Source Diff Processor¶
Source Diff Processor is one of the Database Write Strategies offered in Centerprise. It works like Database Diff processor, however, unlike the Database Diff processor, it is used to perform write actions (such as Insert, Update and Delete) on file destinations. It stores a snapshot of your data processed in the first run in a CDC file. So, the next time you run it, it will only import the new records.
Use Case¶
We have a sample employees data coming in from an Excel source. Initially, we had records of 10 employees but later on, 2 more were added in the source dataset. We wish to apply a database write strategy that can read the data incrementally from file sources. To achieve that, we will use the Source Diff Processor in Astera Centerprise.
How to Work with Source Diff Processor¶
1. Drag and drop the Source Diff Processor object from Toolbox > Database Write Strategy > Source Diff Processor on to the dataflow designer and map the source data to it.
2. Right click on the Source Diff Processor’s header and select Properties.

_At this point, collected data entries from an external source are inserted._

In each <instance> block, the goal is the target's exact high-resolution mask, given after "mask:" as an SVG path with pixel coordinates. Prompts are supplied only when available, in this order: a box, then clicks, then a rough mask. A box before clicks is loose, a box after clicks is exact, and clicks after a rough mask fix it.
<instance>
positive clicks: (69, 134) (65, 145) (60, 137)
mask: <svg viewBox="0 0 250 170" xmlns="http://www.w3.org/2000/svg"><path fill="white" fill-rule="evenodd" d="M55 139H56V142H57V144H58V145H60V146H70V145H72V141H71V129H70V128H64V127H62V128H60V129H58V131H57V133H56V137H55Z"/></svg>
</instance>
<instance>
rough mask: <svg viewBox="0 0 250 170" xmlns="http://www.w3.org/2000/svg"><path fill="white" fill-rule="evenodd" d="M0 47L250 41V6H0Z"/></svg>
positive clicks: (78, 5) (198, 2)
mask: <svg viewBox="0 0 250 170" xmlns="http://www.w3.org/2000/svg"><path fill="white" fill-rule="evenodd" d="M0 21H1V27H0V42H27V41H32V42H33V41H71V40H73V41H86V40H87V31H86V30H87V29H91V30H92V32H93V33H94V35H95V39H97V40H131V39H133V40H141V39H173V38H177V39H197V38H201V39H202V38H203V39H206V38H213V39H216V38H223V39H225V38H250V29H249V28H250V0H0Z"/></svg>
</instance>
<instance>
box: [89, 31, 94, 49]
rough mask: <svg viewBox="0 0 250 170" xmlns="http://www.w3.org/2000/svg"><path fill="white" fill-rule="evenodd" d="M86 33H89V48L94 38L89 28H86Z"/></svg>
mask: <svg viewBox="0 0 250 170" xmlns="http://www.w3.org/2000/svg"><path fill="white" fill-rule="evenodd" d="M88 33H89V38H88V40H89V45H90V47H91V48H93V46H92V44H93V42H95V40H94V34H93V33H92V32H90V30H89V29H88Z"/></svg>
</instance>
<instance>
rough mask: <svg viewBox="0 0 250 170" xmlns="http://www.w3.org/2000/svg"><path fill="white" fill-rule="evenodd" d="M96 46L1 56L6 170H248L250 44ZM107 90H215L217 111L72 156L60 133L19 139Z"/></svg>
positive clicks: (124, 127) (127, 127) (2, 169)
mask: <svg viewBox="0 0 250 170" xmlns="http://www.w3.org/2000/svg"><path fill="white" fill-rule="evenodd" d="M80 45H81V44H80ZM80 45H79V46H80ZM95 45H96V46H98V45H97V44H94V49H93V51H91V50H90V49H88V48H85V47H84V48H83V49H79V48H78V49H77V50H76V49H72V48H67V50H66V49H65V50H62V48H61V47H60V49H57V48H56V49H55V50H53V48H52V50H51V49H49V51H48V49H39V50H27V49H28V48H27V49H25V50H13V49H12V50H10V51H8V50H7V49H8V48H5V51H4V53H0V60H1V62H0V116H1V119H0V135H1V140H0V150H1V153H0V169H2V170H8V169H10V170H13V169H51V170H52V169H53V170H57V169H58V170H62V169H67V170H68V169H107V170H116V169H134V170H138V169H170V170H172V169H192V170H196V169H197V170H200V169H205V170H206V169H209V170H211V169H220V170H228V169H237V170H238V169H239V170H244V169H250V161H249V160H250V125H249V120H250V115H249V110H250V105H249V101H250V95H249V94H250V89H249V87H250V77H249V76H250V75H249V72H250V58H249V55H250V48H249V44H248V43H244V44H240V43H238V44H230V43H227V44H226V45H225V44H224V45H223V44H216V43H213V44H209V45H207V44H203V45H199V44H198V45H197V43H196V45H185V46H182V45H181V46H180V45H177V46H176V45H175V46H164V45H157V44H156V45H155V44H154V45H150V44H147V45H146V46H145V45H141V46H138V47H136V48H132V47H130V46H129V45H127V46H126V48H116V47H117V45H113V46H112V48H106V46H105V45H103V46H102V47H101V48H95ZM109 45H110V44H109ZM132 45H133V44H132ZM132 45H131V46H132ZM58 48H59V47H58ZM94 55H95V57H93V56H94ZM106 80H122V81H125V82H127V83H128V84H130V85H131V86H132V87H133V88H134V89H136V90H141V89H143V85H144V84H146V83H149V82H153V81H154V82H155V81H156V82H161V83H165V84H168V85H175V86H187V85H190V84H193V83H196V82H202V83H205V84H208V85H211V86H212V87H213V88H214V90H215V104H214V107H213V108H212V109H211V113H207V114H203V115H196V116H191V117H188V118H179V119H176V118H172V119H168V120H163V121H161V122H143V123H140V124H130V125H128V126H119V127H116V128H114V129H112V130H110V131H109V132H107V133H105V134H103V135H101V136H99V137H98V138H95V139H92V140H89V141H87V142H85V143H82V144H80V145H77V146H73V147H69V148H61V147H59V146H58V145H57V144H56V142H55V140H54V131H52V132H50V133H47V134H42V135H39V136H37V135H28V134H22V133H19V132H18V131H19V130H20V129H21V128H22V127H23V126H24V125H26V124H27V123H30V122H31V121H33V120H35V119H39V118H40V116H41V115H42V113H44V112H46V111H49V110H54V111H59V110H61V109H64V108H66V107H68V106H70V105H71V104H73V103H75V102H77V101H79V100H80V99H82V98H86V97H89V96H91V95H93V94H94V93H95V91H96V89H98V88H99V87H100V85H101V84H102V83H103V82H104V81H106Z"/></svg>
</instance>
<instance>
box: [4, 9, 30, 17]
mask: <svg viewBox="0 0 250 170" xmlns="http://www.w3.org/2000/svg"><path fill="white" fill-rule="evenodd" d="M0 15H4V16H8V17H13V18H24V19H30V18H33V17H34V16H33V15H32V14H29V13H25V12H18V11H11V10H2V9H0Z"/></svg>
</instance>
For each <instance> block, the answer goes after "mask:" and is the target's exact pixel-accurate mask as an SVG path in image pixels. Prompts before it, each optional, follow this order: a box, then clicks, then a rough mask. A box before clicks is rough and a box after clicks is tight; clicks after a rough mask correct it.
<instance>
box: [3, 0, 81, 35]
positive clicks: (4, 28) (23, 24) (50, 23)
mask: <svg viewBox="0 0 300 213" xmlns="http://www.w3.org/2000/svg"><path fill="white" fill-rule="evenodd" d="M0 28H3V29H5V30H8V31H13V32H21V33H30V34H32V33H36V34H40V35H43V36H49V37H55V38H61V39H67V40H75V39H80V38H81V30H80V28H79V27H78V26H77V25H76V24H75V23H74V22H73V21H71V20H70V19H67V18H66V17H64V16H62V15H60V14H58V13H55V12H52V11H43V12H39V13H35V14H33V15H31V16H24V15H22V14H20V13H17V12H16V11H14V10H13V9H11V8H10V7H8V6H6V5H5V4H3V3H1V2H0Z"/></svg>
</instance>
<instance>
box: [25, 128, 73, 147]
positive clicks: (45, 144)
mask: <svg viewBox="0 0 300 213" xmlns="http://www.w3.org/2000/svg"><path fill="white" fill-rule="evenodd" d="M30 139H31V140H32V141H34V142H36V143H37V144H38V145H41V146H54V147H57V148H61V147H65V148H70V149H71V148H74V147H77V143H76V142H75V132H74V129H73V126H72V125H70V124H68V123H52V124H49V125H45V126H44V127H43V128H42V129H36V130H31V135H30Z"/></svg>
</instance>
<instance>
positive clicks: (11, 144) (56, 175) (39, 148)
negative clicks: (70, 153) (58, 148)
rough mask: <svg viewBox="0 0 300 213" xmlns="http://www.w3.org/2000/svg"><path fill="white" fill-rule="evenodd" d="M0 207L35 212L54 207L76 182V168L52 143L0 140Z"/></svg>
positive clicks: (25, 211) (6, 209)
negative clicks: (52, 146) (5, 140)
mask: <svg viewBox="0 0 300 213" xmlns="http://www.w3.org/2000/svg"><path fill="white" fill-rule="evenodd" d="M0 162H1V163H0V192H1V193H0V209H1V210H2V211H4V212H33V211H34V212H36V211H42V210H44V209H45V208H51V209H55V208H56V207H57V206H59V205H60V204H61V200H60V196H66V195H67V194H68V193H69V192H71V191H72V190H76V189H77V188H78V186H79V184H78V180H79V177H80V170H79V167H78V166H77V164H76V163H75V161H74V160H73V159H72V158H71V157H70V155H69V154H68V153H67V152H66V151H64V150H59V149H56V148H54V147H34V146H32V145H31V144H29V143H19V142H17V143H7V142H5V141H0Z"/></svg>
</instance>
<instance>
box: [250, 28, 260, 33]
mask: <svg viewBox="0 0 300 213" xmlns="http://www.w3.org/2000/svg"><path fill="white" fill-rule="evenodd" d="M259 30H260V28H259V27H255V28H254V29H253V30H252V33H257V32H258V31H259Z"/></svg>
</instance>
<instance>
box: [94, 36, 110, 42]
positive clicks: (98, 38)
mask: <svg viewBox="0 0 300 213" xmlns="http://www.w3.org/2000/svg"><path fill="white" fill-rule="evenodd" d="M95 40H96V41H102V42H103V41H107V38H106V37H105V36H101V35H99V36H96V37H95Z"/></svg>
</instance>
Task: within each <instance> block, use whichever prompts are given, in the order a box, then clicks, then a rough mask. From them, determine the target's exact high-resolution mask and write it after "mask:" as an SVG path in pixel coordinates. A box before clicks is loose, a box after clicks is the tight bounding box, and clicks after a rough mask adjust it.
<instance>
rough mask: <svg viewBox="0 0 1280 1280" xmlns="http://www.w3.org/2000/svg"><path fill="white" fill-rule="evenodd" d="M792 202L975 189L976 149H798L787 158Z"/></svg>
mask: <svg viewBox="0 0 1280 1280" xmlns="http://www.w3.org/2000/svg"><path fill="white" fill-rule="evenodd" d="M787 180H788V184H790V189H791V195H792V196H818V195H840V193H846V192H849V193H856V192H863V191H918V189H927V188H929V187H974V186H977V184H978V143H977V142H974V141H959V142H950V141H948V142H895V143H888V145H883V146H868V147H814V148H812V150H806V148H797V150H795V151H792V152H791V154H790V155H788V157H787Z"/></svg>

3. A Layout Builder screen will open where you can modify your layout. Click Next.
4. The next screen is be the Incremental Write Options screen.
Here, you have to specify the Record Matching Field. The Record Matching Field is used to match and compare the incoming and existing records. We will select EmployeeID as the Record Matching field.
Case Sensitive – check this option if you want to compare records on a case sensitive basis.
Sort Input – check this option if you want to sort the incoming data.
- Now, if the incoming dataset has a new record with a new EmployeeID i.e. the ID is not present in the existing file which is being compared against the incoming file, Centerprise will perform the INSERT action.
- If the EmployeeID is already present in the existing file, Centerprise will compare the records against that ID and will perform UPDATE action in the fields where the information has updated.
- If the EmployeeID is there in the existing file, but not present in the incoming file, it means that the particular record has been deleted. In this case, Centerprise will perform the DELETE action.
In the Output Options section, you can either select the Single Output option or One Port for Each Action.
Single Output:¶
Single Output option is selected if you wish to load your data into the destination without modifying it further on the basis of individual write actions. If you select Single Output, the database action such as INSERT, UPDATE, SKIP or ERROR will be chosen by the database write strategy’s logic rather than specified by the user. Using a single output is recommended when a database write strategy is applied.
One Port for Each Action:¶
One Port for Each Action is used when you want to further transform or log your data. If you select One Port for Each Action, you will get separate nodes for each Diff action in the Source Diff Processor’s object.
In this example, we will select Single Output.
The third section on the Incremental Write Options screen is the Incremental Transfer Information File Path option. Here, you specify the file path where you want to store information related to the last run.
Now if you have worked with Excel and Database table sources in Centerprise, you would have noticed that the Database table source object gives you the option to read incremental changes. However, no such option is available in Excel or other file source objects. This option here in Source Diff Processor enables you to read incrementally from different file formats such as Excel, delimited, and fixed length.
Click OK.
5. Now, right-click on the Source Diff Processor’s header and select Preview Output.
Output preview for Single Output:
Output preview if One Port for Each Action is selected:
You can now write your data to any destination or perform any transformation on the dataset.
This concludes using the Source Diff Processor write strategy in Astera Centerprise.